Elements of Big Sensor Data and Computing

======================================================================
               Joint Seminars
                       by
Dr. Mike LIANG,  Dr. Dongmei ZHANG and  Dr. Feng ZHAO

Date:   Thursday, 17 May 2012
Venue:  LTK (2/F, near lifts 31 or 32), HKUST
======================================================================

Speaker:        Dr. Mike LIANG
                MSRA

Title:          "Elements of Big Sensor Data and Computing"

Time:           2:30pm - 3:30pm

Abstract:

Given the ubiquity of networked sensors and actuators, proliferation of
smartphones, and ever-increasing urgency to address societal scale
challenges, future mobile and sensing systems will have a significant
impact on our everyday lives. What is interesting is the fact that data
flows within this ecosystem have different characteristics from
traditional data previously studied: spatial, environmental,
human-behavioral and time-sensitive. And, the volume of these data grows
at an increasing rate. Over the past few years, the community has realized
the value in gaining insights from these big sensor data, such as the
potential in maximizing the business operation efficiency, automating
human tasks and so on.
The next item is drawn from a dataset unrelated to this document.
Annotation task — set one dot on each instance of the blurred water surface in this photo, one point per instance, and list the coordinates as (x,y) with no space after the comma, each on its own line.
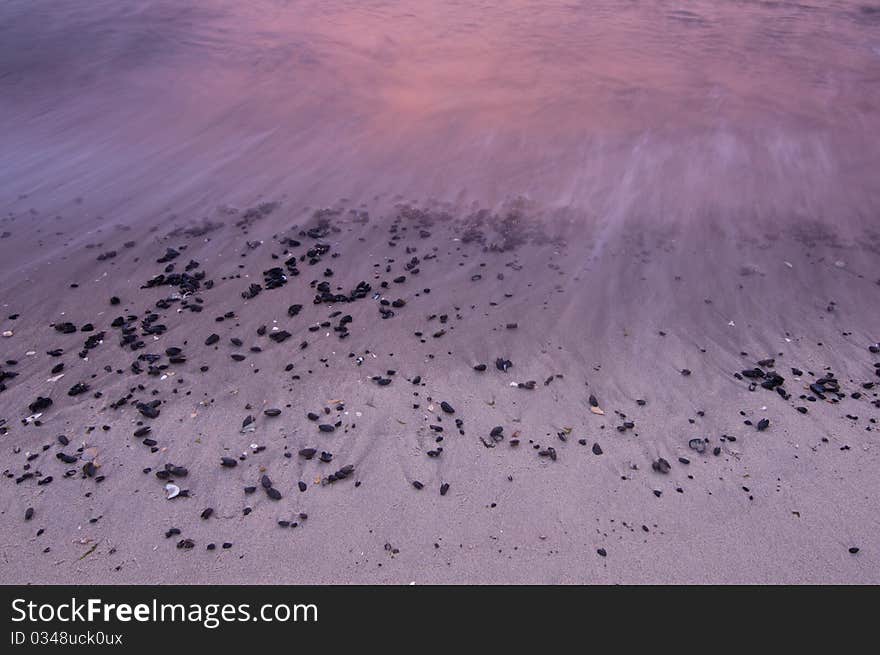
(617,107)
To this end, we have been working towards a
generalized big sensor data computing framework that consists of data
collection, data repository, analytics pipelines, and actuation feedback
loop.

In this talk, I will introduce the mobile and sensing research at
Microsoft Research Asia that surrounds sensory computing. I would like to
motivate with interesting scenarios that we have been enabling and also
discuss challenges that we have been solving.

*****************
Biography:

Chieh-Jan Mike Liang is a researcher in the Mobile and Sensing Systems
(MASS) group at Microsoft Research Asia. Mike obtained his PhD in computer
science in 2011 from the Johns Hopkins University. His research focuses
surround the system and networking aspects of sensory and mobile
computing. He has published extensively in first-tier conferences, such as
ACM SenSys, IPSN, KDD. Among other projects, Mike has been involved in
building many large-scale sensor networks, such as the DCGenome project
where data centers are instrumented with thousands of sensors to track
environment dynamics and equipment bookkeeping.